What are some of the challenges of living out your faith at work?
Ellie: Nothing too original. Everyone swears like a sailor here. It’s tricky, because as a manager, you are almost expected to swear to be taken seriously. Also due to the nature of the grad scheme which has me changing locations every so often, building relationships where people would feel comfortable opening up to me about their faith has been tricky.
Jake: I guess the flip side to the good things about working in the pharmaceutical industry is that as an Industry it doesn't exactly have the best reputation when I comes to moral or ethical integrity. I hear a lot of critiques around pharma companies capitalising on people's sickness, only developing drugs that will make them money or the large amounts they charge the developing world for medicines.
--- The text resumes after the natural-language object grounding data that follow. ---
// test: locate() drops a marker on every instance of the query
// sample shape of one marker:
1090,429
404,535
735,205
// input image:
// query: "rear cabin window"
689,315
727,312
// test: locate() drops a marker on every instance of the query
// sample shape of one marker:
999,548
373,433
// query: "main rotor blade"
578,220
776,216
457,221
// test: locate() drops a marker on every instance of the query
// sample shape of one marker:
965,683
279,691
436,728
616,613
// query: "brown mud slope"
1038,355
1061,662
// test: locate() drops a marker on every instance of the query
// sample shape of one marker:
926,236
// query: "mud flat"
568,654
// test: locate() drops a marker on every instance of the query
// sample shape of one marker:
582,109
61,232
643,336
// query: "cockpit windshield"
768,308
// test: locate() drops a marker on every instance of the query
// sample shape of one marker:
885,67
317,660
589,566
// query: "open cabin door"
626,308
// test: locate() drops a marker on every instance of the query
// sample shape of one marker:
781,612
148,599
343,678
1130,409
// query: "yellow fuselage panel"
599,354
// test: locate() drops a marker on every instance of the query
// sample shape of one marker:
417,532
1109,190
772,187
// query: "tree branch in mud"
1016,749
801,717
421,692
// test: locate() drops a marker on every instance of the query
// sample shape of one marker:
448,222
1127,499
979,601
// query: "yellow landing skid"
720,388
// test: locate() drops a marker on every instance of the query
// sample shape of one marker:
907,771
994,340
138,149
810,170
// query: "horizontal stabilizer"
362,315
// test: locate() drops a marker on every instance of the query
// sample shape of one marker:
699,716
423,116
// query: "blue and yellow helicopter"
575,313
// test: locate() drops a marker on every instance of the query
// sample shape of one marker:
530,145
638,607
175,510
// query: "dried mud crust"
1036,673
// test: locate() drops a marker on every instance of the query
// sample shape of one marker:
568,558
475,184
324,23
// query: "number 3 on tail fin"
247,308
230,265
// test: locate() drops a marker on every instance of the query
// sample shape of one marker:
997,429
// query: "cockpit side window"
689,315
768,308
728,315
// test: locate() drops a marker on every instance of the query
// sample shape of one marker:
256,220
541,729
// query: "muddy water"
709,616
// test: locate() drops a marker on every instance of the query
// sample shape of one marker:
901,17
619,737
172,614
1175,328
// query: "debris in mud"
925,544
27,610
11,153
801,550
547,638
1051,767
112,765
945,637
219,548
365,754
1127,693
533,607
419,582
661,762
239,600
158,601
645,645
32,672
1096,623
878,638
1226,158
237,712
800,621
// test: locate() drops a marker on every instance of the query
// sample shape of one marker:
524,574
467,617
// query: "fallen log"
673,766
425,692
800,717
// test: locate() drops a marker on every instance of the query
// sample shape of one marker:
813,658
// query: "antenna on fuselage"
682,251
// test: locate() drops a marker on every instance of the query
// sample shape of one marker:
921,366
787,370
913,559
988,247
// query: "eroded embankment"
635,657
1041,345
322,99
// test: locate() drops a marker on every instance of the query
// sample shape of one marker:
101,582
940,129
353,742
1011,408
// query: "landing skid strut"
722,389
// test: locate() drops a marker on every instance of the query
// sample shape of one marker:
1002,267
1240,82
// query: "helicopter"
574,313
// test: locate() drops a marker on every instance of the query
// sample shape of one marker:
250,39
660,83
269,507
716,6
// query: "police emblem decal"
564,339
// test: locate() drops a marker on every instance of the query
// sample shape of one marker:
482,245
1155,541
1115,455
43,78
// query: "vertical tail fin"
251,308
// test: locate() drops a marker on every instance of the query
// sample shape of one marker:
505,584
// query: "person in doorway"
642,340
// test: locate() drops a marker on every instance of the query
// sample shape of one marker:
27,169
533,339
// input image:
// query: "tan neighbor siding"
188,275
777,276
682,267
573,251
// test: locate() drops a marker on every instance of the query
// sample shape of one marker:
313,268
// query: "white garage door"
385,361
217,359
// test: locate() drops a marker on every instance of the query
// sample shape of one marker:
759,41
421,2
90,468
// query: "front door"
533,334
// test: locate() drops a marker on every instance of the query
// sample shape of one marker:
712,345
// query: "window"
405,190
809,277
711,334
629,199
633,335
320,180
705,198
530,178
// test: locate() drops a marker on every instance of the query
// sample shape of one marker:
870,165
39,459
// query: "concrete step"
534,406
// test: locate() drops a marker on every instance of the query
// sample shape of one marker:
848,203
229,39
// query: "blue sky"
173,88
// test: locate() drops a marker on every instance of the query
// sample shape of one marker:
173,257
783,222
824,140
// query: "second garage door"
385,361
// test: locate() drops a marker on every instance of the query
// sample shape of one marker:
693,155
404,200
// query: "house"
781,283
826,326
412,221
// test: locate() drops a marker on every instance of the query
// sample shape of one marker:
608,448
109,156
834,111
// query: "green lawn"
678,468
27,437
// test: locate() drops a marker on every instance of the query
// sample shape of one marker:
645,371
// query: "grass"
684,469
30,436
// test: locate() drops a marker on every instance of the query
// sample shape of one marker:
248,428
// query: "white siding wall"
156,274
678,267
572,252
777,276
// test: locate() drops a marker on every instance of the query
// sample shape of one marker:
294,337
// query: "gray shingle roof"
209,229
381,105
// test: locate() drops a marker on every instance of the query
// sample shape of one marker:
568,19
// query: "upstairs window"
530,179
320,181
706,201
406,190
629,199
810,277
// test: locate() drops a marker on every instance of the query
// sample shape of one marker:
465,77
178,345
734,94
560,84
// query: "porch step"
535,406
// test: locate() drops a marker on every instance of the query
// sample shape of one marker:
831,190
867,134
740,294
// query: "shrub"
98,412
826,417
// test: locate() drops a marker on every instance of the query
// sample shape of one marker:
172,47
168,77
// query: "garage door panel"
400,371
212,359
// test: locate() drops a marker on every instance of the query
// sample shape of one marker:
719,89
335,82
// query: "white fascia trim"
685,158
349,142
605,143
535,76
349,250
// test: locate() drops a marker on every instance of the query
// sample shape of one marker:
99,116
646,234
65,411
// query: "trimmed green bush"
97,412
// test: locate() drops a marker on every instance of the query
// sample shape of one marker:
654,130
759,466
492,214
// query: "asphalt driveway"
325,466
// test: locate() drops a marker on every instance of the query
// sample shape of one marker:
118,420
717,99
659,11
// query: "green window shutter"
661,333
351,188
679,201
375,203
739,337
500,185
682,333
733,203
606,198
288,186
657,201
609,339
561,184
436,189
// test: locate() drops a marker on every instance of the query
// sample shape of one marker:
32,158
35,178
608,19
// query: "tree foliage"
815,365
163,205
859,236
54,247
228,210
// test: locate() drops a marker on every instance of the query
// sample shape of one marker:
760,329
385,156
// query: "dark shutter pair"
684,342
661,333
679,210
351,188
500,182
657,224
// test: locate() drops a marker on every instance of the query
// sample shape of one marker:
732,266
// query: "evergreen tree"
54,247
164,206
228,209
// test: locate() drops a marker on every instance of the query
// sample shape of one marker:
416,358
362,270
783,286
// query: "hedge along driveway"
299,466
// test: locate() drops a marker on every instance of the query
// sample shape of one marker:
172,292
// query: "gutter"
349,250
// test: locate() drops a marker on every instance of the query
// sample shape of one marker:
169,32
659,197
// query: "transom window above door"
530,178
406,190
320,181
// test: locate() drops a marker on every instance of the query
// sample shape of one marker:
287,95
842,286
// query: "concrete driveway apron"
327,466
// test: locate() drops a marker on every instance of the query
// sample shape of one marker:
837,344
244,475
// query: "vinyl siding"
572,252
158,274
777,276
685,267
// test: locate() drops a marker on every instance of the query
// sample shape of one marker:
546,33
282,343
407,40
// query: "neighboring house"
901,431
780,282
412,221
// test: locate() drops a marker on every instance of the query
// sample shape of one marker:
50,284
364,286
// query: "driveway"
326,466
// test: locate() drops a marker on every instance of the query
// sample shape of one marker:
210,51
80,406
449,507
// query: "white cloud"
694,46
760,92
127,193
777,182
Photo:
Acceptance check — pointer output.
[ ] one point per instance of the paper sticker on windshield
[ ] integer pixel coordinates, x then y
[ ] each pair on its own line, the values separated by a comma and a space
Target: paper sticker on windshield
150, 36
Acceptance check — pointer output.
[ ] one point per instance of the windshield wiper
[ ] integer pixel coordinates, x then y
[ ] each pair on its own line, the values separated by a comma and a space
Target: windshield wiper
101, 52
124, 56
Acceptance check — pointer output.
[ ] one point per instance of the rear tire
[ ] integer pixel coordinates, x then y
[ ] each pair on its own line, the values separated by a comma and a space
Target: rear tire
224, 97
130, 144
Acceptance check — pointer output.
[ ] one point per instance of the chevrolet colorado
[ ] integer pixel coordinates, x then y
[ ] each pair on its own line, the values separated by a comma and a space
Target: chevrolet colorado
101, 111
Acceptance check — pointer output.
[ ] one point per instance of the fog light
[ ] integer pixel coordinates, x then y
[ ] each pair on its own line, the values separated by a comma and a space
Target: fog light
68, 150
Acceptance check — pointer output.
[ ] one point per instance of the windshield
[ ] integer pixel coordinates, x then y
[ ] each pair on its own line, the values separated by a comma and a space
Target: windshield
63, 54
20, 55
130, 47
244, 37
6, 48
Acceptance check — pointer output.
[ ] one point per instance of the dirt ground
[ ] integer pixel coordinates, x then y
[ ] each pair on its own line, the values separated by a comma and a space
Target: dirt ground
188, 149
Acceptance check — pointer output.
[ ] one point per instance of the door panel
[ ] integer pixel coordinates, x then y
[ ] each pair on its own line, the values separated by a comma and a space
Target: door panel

I think a lot of those concerns are valid and whilst they shouldn't prevent Christians from working in the industry we need to engage with these issues and think about how we can make a difference and live for Jesus in that context.
One hard thing about working with scientists is that they are a very sceptical bunch. I find that a lot of my colleagues have written off 'religion' without ever really engaging with it, and don't have any intention of changing their minds. So it can be hard to try to speak with them about Jesus, and when eventually an opportunity does come up it can feel like a pretty jaring change of gears.
Lastly, what would you say to a Christian student who’s considering pursuing a similar career?
Jake: Go for it! Working in the science industry is exciting, there's always lots to learn, and you get to do something that can impact lots of people. There also just aren't enough Christians in that area of work. I've only met a few Christians at work on a site of nearly 1500 people, and none of those were under 40. We need young Christians who can live and speak for Jesus in these industries and who can demonstrate that science isn't at odds with God.
Ellie: I’d say just do it. Don’t be afraid to passionately pursue your God-given interests and talents, as long as you keep your heart in the right place and as long as your first priority is to glorify Him. Your first job out of uni seems like a massive choice, but it really isn’t, at least not in the grand scheme of things. Pick a door that seems open, pray, go through and see what happens.